Positron scattering and annihilation in hydrogenlike ions

Abstract

Diagrammatic many-body theory is used to calculate the scattering phase shifts, normalized annihilation rates ${Z}_{\mathrm{eff}}$, and annihilation $\ensuremath{\gamma}$ spectra for positron collisions with the hydrogenlike ions He${}^{+}$, Li${}^{2+}$, B${}^{4+}$, and F${}^{8+}$. Short-range electron-positron correlations and longer-range positron-ion correlations are accounted for by evaluating nonlocal corrections to the annihilation vertex and the exact positron self-energy. The numerical calculation of the many-body theory diagrams is performed using $B$-spline basis sets. To elucidate the role of the positron-ion repulsion, the annihilation rate is also estimated analytically in the Coulomb-Born approximation.
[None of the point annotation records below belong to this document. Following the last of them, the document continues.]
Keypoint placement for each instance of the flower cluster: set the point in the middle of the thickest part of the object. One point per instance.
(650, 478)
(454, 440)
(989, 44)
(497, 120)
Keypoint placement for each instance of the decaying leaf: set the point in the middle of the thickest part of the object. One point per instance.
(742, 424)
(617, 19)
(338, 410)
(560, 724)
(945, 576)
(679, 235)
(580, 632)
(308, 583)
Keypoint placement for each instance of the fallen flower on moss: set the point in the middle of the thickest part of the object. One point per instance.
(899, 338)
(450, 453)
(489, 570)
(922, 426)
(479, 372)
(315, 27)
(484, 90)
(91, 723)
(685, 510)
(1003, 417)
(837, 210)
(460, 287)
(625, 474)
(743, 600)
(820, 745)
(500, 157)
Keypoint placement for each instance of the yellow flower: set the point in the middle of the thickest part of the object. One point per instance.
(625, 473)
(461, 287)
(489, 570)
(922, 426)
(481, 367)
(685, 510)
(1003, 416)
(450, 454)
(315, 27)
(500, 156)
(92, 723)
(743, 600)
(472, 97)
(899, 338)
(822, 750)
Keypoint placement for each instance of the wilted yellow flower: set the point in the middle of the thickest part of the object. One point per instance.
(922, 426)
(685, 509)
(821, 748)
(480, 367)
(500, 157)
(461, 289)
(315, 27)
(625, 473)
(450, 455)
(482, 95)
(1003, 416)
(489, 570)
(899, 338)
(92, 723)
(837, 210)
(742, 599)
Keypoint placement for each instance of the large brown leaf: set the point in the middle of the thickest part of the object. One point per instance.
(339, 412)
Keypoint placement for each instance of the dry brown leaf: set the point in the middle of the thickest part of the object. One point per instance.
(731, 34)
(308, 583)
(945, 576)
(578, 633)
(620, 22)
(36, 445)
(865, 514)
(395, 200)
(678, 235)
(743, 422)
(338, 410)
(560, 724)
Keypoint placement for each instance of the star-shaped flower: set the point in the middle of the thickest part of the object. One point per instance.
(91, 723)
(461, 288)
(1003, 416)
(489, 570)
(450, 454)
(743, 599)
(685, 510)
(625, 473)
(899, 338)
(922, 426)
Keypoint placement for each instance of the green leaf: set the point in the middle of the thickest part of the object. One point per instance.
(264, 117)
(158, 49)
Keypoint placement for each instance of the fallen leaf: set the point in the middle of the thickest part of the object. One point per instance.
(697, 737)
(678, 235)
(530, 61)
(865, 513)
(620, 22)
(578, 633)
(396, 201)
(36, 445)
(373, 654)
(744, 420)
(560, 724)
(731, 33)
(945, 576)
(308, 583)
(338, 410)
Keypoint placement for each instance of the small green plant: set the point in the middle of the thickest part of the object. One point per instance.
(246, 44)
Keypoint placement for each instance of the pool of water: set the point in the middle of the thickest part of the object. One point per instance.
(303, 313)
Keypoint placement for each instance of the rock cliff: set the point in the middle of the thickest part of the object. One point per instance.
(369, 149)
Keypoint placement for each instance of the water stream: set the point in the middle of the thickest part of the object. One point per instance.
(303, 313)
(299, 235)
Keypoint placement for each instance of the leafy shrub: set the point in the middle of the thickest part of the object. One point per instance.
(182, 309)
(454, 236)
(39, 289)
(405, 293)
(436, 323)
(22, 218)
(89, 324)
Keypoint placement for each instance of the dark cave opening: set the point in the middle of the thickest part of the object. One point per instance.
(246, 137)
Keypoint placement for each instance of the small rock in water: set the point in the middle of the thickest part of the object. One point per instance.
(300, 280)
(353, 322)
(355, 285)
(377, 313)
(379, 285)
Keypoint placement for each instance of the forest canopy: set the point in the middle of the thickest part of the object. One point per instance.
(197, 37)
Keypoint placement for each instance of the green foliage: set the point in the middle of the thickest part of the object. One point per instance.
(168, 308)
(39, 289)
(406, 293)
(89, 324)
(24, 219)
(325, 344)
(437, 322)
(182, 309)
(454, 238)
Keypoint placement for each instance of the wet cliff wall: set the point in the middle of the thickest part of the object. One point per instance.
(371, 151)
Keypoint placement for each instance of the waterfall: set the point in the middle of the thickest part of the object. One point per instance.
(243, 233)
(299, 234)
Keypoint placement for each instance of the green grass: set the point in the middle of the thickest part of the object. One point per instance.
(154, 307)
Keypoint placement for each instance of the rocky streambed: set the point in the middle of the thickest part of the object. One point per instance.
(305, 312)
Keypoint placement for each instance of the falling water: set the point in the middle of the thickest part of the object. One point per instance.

It is found that the energy dependence and magnitude of ${Z}_{\mathrm{eff}}$ are governed by the Gamow factor that characterizes the suppression of the positron wave function near the ion. For all of the H-like ions, the correlation enhancement of the annihilation rate is found to be predominantly due to corrections to the annihilation vertex, while the corrections to the positron wave function play only a minor role. Results of the calculations for $s$-, $p$-, and $d$-wave incident positrons of energies up to the positronium-formation threshold are presented. Where comparison is possible, our values are in excellent agreement with the results obtained using other, e.g., variational, methods. The annihilation-vertex enhancement factors obtained in the present calculations are found to scale approximately as $1+(1.6+0.46\ensuremath{\ell})/{Z}_{i}$, where ${Z}_{i}$ is the net charge of the ion and $\ensuremath{\ell}$ is the positron orbital angular momentum. Our results for positron annihilation in H-like ions provide insights into the problem of positron annihilation with core electrons in atoms and condensed matter systems, which have similar binding energies.